Former Rangers manager Alex McLeish has emerged as the early favourite to replace Walter Smith as Scotland coach.
Alex McLeish (left) and Tommy Burns are in the frame
McLeish is the bookies' front-runner and is closely followed by Scotland assistant Tommy Burns - who was part of Smith's managerial team.
Other names in the frame include former Rangers boss Graeme Souness, Derby's Billy Davies, Everton's David Moyes, Joe Jordan and Kenny Dalglish.
Scotland sit top of their qualifying group for Euro 2008 after four games.
Georgia visit Hampden on 24 March, with Scotland facing a match in Italy four days later.
Former Rangers manager Alex McLeish has not come back into the game after making way for Paul Le Guen at Ibrox.
McLeish, who won seven trophies in his four-and-a-half seasons with Rangers, was the first manager to lead a Scottish team into the knock-out stages of the Champions League.
Tommy Burns was brought in as assistant manager by Berti Vogts and stayed loyal to the German despite scathing criticism from the media.
The former Celtic and Reading boss led the Scots in a 4-1 friendly defeat by Sweden before Smith took over and remained as his assistant.
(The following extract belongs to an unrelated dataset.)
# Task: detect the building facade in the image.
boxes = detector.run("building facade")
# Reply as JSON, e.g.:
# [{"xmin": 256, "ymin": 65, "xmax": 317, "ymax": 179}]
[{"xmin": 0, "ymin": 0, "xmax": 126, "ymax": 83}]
Burns is also Celtic's first-team coach and youth development chief.
Former Rangers manager Graeme Souness made his name as a manager in Scotland when he transformed Rangers in 1986 but has had mixed success since leaving for Liverpool.
Had short spells at Southampton, Torino, Benfica and Galatasaray before taking Blackburn back into the Premiership.
Has been out of work since ending a disappointing spell at Newcastle and, with 54 Scotland caps, may fancy leading the national team. However, he has expressed an interest in a takeover at Wolves.
Kenny Dalglish won a record 101 caps for his country and netted 30 goals, but his stock fell when his dream return to Celtic with John Barnes turned into a nightmare.
Won titles as Liverpool and Blackburn boss but quit both jobs. Led Newcastle to a second-placed finish before their form took a nosedive. The international job could suit Dalglish, but he may be reluctant to endanger his legendary status among the Tartan Army.
Derby County boss Billy Davies, 42, is highly-regarded in Scottish coaching circles. He replaced former Scotland manager Craig Brown at Preston in September 2004, before moving to Pride Park in June 2006.
After losing his job at Motherwell, Davies took Preston to successive Coca-Cola Championship play-offs before turning the Rams into promotion candidates this season.
Would be a popular choice among the players but is unlikely to leave club football at present, plus the SFA would need to compensate Derby heavily.
Everton manager David Moyes also made his mark at Preston and he took them to within 90 minutes of the Premiership.
However Everton came calling, ironically to replace Smith, and he led the Toffees to a top-four finish in the English top flight.
Survived a difficult start to last season but would still be an expensive option for the SFA. Although linked with both Old Firm posts previously, he is unlikely to shelve a promising career in the Premiership at this stage.
Currently coach at Portsmouth, Joe Jordan needs no introduction to Scotland fans. Enjoyed an excellent international playing career, featuring in three consecutive World Cups in 1974, 1978 and 1982, scoring in each tournament.
Has club managerial experience at Bristol City (twice), and Stoke City in addition to a spell in the early nineties at Hearts.
A good outside bet for the job, Jordan would be welcomed, in the short-term at least.